Fix some root $x_1$. We have $f(x_1)=0$, and $x_1=2014+\lambda$ for some $\lambda$. We hence also have $f(2014+\lambda)=f(2014-\lambda)$. Assuming that $\lambda\neq0$, this tells us that $x_1=2014+\lambda$ and $x_1=2014-\lambda$ are two of our roots.

Now, we have one more root, $x_3$, which can be written $x_3=2014+\varphi$, where $\varphi \neq \lambda$. But this also tells us that $f(2014-\varphi)=0$, so $2014-\varphi$ is a root. If $\varphi \neq -\varphi$, this would mean that we actually have 4 distinct roots, so this cannot be. Therefore, $\varphi=0$.

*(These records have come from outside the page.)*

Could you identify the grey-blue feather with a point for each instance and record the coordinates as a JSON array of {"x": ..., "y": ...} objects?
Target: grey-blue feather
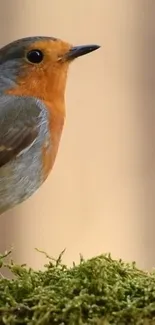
[{"x": 21, "y": 169}]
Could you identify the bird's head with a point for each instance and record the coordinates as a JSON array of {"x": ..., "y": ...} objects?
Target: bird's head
[{"x": 37, "y": 66}]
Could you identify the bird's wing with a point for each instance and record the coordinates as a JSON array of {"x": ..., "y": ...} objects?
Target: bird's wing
[{"x": 19, "y": 120}]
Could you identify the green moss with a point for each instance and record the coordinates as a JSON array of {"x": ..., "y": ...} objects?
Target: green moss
[{"x": 99, "y": 291}]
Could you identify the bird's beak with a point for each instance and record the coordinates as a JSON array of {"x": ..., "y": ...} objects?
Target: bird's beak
[{"x": 77, "y": 51}]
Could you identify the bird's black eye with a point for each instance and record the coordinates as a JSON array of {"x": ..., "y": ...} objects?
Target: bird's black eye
[{"x": 35, "y": 56}]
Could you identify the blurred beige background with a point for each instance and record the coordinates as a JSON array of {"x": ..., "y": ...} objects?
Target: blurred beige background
[{"x": 100, "y": 196}]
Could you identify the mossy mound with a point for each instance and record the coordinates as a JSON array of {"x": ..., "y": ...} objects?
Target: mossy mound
[{"x": 97, "y": 291}]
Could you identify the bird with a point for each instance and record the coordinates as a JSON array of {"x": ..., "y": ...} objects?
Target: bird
[{"x": 33, "y": 76}]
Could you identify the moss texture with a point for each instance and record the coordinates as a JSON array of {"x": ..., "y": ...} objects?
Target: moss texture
[{"x": 97, "y": 291}]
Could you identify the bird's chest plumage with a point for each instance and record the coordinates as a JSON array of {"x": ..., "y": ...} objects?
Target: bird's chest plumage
[{"x": 20, "y": 178}]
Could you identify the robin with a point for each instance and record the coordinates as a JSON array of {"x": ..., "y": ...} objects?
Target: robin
[{"x": 33, "y": 73}]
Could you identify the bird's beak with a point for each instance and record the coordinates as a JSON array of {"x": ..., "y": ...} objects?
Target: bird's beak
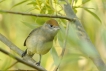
[{"x": 58, "y": 28}]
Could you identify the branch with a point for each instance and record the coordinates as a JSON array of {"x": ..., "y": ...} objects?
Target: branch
[
  {"x": 96, "y": 58},
  {"x": 19, "y": 52},
  {"x": 18, "y": 59},
  {"x": 37, "y": 15}
]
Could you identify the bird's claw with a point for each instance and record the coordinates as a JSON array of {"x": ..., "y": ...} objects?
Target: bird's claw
[{"x": 38, "y": 63}]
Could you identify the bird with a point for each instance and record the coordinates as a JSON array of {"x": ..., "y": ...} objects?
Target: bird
[{"x": 40, "y": 40}]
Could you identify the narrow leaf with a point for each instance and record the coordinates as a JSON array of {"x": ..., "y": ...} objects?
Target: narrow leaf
[
  {"x": 85, "y": 1},
  {"x": 20, "y": 3}
]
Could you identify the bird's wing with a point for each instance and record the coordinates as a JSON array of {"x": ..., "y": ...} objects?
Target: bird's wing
[{"x": 29, "y": 35}]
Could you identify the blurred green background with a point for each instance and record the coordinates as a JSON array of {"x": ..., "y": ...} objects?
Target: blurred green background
[{"x": 91, "y": 13}]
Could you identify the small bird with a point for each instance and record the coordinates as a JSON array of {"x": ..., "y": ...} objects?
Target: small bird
[{"x": 40, "y": 40}]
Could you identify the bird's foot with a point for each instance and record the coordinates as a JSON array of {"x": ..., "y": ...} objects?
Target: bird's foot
[{"x": 38, "y": 63}]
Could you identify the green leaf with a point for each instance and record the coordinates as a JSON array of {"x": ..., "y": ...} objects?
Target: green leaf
[
  {"x": 19, "y": 3},
  {"x": 85, "y": 1},
  {"x": 30, "y": 25},
  {"x": 2, "y": 1},
  {"x": 93, "y": 14}
]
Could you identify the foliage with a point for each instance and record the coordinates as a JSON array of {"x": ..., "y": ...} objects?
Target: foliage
[{"x": 17, "y": 27}]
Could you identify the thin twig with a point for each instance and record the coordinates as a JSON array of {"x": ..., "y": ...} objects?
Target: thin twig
[
  {"x": 64, "y": 48},
  {"x": 12, "y": 65},
  {"x": 37, "y": 15},
  {"x": 18, "y": 59}
]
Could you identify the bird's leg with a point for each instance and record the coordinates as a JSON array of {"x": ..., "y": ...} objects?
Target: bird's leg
[
  {"x": 24, "y": 53},
  {"x": 38, "y": 63}
]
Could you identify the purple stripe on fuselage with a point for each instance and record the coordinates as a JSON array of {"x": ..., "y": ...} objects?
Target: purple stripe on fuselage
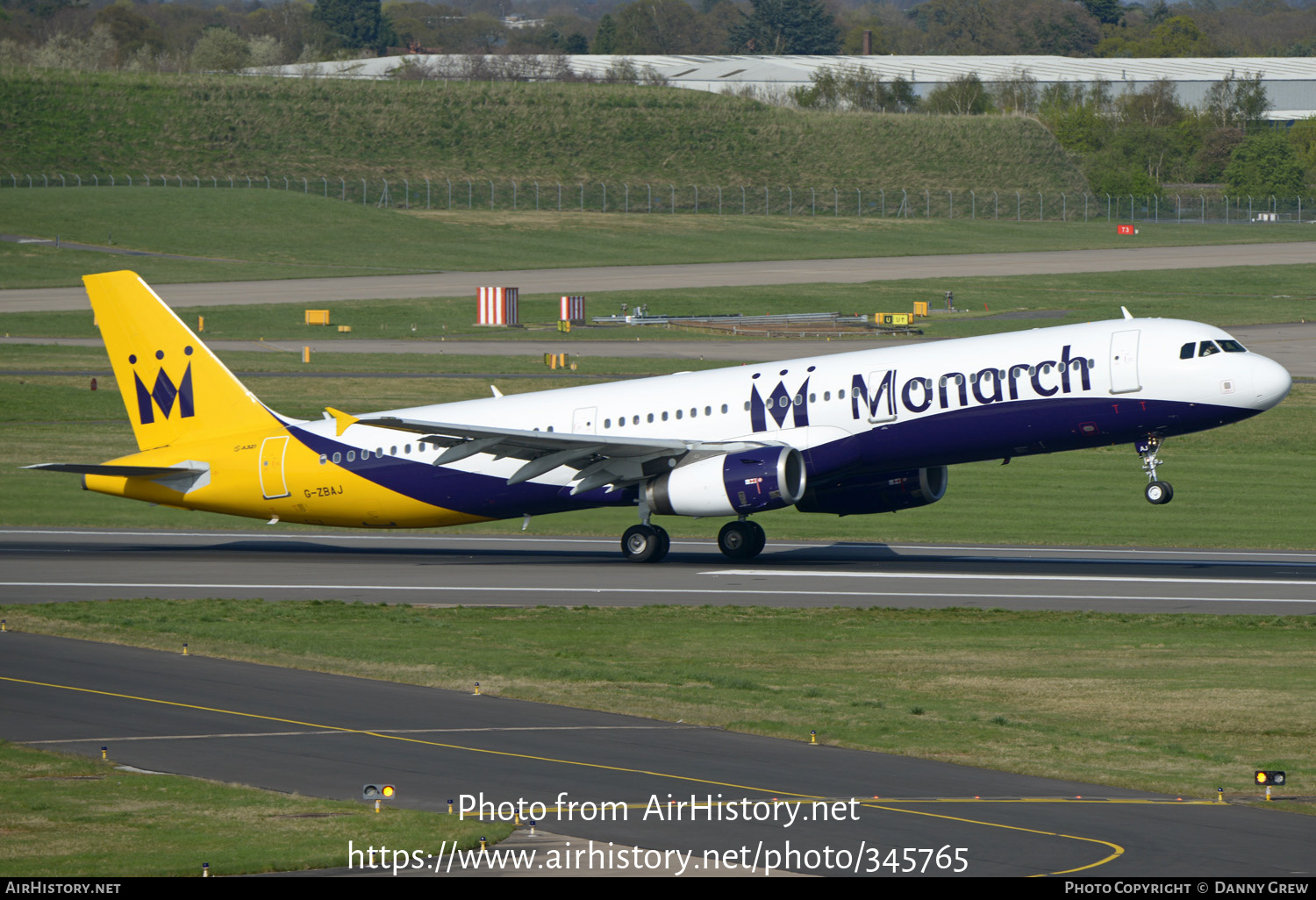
[{"x": 971, "y": 434}]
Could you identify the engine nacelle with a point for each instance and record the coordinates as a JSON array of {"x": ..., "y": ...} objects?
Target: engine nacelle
[
  {"x": 731, "y": 484},
  {"x": 874, "y": 494}
]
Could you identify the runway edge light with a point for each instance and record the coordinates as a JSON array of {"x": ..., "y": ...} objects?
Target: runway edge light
[
  {"x": 378, "y": 791},
  {"x": 1270, "y": 778}
]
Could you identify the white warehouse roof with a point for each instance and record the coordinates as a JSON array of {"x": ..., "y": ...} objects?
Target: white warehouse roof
[{"x": 1290, "y": 81}]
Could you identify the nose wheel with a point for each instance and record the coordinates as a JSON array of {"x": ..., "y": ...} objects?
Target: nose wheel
[{"x": 1157, "y": 492}]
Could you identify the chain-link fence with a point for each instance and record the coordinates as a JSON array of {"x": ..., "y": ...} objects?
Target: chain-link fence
[{"x": 645, "y": 197}]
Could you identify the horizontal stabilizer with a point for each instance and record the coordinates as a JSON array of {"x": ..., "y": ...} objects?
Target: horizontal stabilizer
[
  {"x": 184, "y": 478},
  {"x": 118, "y": 471}
]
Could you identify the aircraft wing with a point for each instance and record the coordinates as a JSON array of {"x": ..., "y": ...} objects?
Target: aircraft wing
[{"x": 597, "y": 460}]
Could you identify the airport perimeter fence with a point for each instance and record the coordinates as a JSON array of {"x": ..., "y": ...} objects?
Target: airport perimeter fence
[{"x": 640, "y": 197}]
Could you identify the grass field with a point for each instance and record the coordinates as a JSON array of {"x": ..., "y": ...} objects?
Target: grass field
[
  {"x": 1169, "y": 703},
  {"x": 1242, "y": 295},
  {"x": 233, "y": 125},
  {"x": 273, "y": 234},
  {"x": 65, "y": 816}
]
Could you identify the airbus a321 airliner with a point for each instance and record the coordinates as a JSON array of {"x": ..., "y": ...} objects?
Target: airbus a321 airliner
[{"x": 852, "y": 433}]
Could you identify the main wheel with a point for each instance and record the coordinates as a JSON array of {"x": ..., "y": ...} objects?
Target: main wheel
[
  {"x": 663, "y": 544},
  {"x": 642, "y": 544},
  {"x": 741, "y": 539},
  {"x": 1158, "y": 492},
  {"x": 760, "y": 537}
]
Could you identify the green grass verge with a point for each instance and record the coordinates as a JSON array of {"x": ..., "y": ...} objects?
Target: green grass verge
[
  {"x": 68, "y": 816},
  {"x": 121, "y": 123},
  {"x": 1241, "y": 295},
  {"x": 271, "y": 234},
  {"x": 1163, "y": 703}
]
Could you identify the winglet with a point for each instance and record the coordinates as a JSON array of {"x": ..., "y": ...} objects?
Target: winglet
[{"x": 342, "y": 418}]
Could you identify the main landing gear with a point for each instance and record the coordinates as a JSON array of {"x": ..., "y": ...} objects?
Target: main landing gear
[
  {"x": 645, "y": 542},
  {"x": 1157, "y": 492},
  {"x": 740, "y": 539}
]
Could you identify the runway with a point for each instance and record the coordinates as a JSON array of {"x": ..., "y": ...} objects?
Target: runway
[
  {"x": 325, "y": 736},
  {"x": 1292, "y": 345},
  {"x": 642, "y": 278},
  {"x": 447, "y": 568}
]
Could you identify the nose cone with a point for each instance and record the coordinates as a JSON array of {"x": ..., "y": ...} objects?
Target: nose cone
[{"x": 1270, "y": 383}]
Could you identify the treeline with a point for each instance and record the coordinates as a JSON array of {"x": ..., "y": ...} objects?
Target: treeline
[
  {"x": 168, "y": 36},
  {"x": 1131, "y": 142}
]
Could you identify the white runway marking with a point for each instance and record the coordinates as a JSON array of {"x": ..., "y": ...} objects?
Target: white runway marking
[
  {"x": 976, "y": 576},
  {"x": 581, "y": 591},
  {"x": 612, "y": 542},
  {"x": 375, "y": 731}
]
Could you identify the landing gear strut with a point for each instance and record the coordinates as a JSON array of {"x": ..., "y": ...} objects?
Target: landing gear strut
[
  {"x": 645, "y": 542},
  {"x": 1157, "y": 492},
  {"x": 741, "y": 539}
]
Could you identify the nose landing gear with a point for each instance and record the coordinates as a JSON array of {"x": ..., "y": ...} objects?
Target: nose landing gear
[{"x": 1157, "y": 492}]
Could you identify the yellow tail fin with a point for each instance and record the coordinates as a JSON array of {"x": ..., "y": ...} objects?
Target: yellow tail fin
[{"x": 173, "y": 386}]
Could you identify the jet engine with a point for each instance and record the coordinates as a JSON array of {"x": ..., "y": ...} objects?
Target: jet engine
[
  {"x": 874, "y": 494},
  {"x": 729, "y": 484}
]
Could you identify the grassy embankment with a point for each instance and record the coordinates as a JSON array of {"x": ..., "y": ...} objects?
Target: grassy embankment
[
  {"x": 229, "y": 125},
  {"x": 1166, "y": 703},
  {"x": 274, "y": 234}
]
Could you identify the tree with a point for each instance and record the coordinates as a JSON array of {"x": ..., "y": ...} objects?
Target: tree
[
  {"x": 354, "y": 24},
  {"x": 605, "y": 39},
  {"x": 663, "y": 26},
  {"x": 963, "y": 96},
  {"x": 1108, "y": 12},
  {"x": 853, "y": 87},
  {"x": 220, "y": 50},
  {"x": 1236, "y": 102},
  {"x": 1018, "y": 94},
  {"x": 786, "y": 26},
  {"x": 1265, "y": 163}
]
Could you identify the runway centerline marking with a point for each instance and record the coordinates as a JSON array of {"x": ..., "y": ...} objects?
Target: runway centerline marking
[{"x": 565, "y": 762}]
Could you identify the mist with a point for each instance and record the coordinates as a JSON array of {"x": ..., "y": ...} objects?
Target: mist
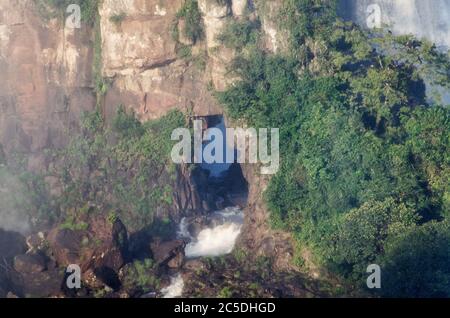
[{"x": 13, "y": 199}]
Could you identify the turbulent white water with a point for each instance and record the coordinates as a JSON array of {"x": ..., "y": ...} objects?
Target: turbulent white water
[
  {"x": 175, "y": 289},
  {"x": 423, "y": 18},
  {"x": 218, "y": 239}
]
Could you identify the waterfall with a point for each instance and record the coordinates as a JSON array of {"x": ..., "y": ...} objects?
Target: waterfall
[
  {"x": 175, "y": 289},
  {"x": 428, "y": 19}
]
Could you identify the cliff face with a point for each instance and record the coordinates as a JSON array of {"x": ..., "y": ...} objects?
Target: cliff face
[{"x": 45, "y": 80}]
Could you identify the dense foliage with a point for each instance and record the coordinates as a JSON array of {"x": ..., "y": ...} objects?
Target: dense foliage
[
  {"x": 365, "y": 172},
  {"x": 126, "y": 168},
  {"x": 193, "y": 24}
]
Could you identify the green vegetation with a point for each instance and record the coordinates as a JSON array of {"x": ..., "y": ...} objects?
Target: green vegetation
[
  {"x": 237, "y": 34},
  {"x": 193, "y": 23},
  {"x": 117, "y": 19},
  {"x": 126, "y": 169},
  {"x": 57, "y": 8},
  {"x": 365, "y": 167}
]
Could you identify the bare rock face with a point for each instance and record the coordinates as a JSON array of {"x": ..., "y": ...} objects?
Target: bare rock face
[
  {"x": 140, "y": 58},
  {"x": 103, "y": 248},
  {"x": 45, "y": 79},
  {"x": 29, "y": 263}
]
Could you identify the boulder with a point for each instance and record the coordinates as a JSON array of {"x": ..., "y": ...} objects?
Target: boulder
[{"x": 100, "y": 251}]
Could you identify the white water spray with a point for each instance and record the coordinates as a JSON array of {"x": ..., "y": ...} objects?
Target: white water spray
[{"x": 175, "y": 289}]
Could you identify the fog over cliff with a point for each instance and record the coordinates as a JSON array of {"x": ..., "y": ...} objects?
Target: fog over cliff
[{"x": 424, "y": 18}]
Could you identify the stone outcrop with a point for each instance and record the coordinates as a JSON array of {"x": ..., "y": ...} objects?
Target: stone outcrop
[
  {"x": 168, "y": 253},
  {"x": 45, "y": 80},
  {"x": 101, "y": 248},
  {"x": 140, "y": 59}
]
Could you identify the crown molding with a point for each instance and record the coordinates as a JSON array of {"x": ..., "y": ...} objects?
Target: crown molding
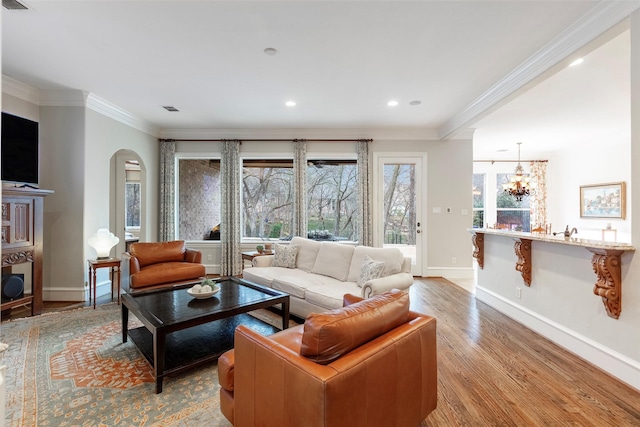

So the sum of our roots is $$x_1+x_2+x_3=(2014+\lambda)+(2014-\lambda)+(2014+\underbrace{\varphi }_{=0})=3 \cdot 2014=6042.$$

Answer 3

Consider some function t(x) such that t(x) = f(x+2014). Then we see that t(x)=t(-x). This means that t is an even function. Let us call the roots of this function $r_1, r_2,$ and $r_3$, labeling them from left to right. Because t is even, f($r_1$) = f(-$r_1$)= f($r_2$)=f(-$r_2$)=f($r_3$)=f(-$r_3$). But here we have six roots. You said that it had 3. We must have over-counted. How could we have done that? One explanation is that -$r_1$=$r_3$ and vice versa. But this only brings us down to 4 roots. We need three. The solution, therefore, requires that $r_2$ = $-r_2$. There, we have three roots and all is as it should be. So what does this mean? Well, if x=-x, then x must be 0. Therefore $r_2$ is zero. This means that the root of f which corresponds to the $r_2$ of t is 2014. Similarly, the other roots are $2014+ r_1 $ and $2014 - r_1$. Add these up to get 2014 $\times$ 3, or 6042. Your question is not unsolvable. I hope that this helps!